Chefs, brewers, chocolatiers, and tea makers (that’s us!) were met with a day of conversation and truth-telling about the real state of hunger in Saint Louis and beyond. First we heard from Melissa Vatterott, Food & Farm Director for Missouri Coalition for the Environment, and Rhonda Smythe of Missouri Foundation for Health. Their presentations set the tone and made clear that hunger and food insecurity affect a disproportionate amount of Saint Louis’ young people — shit is serious. I listened and listened and listened some more.

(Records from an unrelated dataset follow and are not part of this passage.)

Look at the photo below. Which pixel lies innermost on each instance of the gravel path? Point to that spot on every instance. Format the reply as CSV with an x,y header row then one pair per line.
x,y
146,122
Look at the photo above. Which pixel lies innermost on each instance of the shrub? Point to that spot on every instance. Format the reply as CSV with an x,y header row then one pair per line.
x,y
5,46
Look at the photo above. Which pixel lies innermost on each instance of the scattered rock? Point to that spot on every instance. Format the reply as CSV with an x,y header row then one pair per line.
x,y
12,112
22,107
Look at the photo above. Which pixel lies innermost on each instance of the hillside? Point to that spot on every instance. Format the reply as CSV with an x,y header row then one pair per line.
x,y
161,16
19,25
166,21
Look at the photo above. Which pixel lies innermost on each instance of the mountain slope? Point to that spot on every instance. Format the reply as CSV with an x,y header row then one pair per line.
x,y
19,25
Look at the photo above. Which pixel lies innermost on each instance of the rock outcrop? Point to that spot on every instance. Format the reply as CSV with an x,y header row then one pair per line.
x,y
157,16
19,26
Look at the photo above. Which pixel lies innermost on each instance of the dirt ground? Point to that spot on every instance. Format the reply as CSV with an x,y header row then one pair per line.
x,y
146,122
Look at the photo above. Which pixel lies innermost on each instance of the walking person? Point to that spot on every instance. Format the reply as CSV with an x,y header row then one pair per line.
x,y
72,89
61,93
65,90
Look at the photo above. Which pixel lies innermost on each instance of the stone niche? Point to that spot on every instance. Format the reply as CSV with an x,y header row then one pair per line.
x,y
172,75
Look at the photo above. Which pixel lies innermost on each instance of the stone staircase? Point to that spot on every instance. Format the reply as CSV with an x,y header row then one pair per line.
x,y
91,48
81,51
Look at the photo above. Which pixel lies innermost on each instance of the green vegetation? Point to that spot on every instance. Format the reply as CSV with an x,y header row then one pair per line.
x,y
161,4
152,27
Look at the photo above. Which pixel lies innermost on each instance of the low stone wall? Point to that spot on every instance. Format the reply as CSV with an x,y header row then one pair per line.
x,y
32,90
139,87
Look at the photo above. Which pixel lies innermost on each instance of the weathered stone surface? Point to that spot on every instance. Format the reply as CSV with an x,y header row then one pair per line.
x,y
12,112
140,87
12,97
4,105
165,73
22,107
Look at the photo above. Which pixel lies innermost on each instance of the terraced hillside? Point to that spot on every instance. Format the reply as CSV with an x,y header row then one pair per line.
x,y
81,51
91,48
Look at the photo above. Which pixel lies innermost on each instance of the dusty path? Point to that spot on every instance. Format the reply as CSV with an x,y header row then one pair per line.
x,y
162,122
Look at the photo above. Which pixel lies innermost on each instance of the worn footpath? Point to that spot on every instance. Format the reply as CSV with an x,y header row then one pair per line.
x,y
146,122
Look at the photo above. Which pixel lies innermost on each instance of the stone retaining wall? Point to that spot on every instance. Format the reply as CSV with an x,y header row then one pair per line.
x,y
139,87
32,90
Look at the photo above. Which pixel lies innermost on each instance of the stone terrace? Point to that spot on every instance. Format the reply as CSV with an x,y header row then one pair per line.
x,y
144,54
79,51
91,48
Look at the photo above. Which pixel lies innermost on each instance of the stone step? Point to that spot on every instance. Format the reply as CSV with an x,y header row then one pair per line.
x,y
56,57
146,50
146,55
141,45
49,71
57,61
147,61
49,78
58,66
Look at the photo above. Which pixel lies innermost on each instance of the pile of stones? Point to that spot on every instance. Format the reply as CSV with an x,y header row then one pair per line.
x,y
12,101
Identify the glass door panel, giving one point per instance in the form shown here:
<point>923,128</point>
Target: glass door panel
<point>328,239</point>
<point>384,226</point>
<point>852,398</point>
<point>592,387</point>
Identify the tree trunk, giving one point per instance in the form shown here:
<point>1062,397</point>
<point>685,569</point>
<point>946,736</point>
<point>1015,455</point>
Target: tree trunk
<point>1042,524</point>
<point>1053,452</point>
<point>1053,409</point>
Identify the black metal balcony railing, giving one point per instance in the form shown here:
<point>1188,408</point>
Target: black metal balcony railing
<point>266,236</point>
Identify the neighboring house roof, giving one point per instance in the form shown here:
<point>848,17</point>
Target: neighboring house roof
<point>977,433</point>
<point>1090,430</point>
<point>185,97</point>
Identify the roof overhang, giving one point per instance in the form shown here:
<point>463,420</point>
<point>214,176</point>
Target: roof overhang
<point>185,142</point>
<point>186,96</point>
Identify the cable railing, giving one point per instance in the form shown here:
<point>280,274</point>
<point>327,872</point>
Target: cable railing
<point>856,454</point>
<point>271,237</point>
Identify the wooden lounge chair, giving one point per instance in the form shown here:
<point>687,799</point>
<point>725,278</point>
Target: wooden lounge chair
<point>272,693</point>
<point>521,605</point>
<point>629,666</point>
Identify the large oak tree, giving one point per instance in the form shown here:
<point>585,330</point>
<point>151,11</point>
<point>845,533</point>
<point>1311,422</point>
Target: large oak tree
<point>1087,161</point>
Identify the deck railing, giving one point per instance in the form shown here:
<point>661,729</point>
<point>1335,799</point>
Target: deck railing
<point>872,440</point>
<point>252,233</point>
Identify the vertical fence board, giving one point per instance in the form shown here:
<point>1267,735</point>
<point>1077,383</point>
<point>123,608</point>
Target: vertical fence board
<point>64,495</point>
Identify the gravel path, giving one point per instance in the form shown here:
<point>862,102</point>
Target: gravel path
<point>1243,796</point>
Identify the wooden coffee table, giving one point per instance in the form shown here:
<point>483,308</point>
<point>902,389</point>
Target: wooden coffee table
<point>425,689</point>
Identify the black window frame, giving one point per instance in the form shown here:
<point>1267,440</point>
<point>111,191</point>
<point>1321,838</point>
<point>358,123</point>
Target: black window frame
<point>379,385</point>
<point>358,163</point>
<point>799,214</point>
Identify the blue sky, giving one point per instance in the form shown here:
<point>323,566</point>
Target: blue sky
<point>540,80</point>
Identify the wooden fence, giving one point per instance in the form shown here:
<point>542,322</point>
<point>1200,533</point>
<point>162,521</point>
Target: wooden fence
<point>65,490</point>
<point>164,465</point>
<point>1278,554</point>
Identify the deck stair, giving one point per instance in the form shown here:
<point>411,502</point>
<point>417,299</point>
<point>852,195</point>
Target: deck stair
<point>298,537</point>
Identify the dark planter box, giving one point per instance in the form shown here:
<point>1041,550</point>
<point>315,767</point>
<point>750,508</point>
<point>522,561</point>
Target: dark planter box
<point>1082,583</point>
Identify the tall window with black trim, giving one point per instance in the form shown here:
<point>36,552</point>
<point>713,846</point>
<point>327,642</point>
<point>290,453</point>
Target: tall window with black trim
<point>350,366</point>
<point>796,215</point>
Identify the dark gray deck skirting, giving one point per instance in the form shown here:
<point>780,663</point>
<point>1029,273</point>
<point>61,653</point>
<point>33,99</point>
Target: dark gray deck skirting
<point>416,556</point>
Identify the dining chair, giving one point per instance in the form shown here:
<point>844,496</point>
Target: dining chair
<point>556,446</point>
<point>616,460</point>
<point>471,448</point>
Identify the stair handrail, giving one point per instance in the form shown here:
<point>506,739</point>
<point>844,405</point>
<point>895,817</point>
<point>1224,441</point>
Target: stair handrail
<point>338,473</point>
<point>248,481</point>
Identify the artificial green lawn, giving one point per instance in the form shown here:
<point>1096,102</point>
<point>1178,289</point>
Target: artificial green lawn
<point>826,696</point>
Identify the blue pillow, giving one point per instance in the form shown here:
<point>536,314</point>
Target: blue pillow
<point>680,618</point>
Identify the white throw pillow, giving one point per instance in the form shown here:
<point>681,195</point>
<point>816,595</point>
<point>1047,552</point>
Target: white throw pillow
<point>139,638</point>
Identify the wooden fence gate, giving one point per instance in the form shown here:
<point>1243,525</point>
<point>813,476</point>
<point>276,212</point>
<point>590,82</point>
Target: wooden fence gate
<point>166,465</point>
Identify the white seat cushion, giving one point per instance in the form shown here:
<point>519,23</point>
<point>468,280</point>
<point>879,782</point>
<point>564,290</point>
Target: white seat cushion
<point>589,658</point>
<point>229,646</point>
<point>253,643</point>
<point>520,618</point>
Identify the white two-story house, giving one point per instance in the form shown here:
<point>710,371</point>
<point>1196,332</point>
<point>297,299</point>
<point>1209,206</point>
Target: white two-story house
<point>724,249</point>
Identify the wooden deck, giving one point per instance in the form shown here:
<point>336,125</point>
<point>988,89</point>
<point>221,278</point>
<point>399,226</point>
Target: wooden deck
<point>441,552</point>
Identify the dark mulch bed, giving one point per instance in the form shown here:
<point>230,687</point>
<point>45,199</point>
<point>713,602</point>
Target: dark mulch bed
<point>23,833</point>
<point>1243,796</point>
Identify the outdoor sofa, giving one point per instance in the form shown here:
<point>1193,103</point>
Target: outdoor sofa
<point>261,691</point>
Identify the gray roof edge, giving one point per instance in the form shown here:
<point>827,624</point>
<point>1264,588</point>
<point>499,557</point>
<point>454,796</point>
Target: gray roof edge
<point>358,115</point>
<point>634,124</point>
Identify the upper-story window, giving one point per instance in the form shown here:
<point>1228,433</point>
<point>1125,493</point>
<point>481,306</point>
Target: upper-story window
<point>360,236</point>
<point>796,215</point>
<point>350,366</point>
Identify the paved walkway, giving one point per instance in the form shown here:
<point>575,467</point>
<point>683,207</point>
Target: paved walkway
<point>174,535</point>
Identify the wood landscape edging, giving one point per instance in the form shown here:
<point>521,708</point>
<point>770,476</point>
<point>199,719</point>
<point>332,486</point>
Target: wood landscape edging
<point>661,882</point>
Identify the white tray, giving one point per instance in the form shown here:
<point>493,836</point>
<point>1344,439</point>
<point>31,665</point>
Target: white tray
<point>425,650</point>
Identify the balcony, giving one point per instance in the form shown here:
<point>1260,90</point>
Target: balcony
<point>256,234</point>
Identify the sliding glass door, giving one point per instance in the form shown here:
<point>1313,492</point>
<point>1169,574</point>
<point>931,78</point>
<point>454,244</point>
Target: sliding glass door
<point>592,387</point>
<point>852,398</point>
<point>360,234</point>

Then there was the panel discussion Power of Local Food Community to Address Food, with:
Nicole Hudson, Deputy Mayor for Racial Equity & Priority Initiatives, City of St. Louis
Gibron Jones, Executive Director, HOSCO Foods
Lucinda Perry, Director of Strategic Initiatives, Operation Food Search
Lucas Signorelli, St. Louis MetroMarket
These folks, and so many more, have dedicated their lives to making food accessible to all communities in our city. After a day of listening, we began to talk — what can we do to help? And yeah, when you get a group of food entrepreneurs in a room, consensus is nearly impossible. But we all agreed, yes, let’s do something. It’s too easy to get siloed in your kitchen, but if we all work together, maybe achieving real change is a thing that we can do and not just say.
I look forward to reporting more on action that comes out of this eye-opening training and activation opportunity hosted by the James Beard Foundation. Also, neat that this invitation intersected my current career in tea with my past professional life, working in homeless youth services.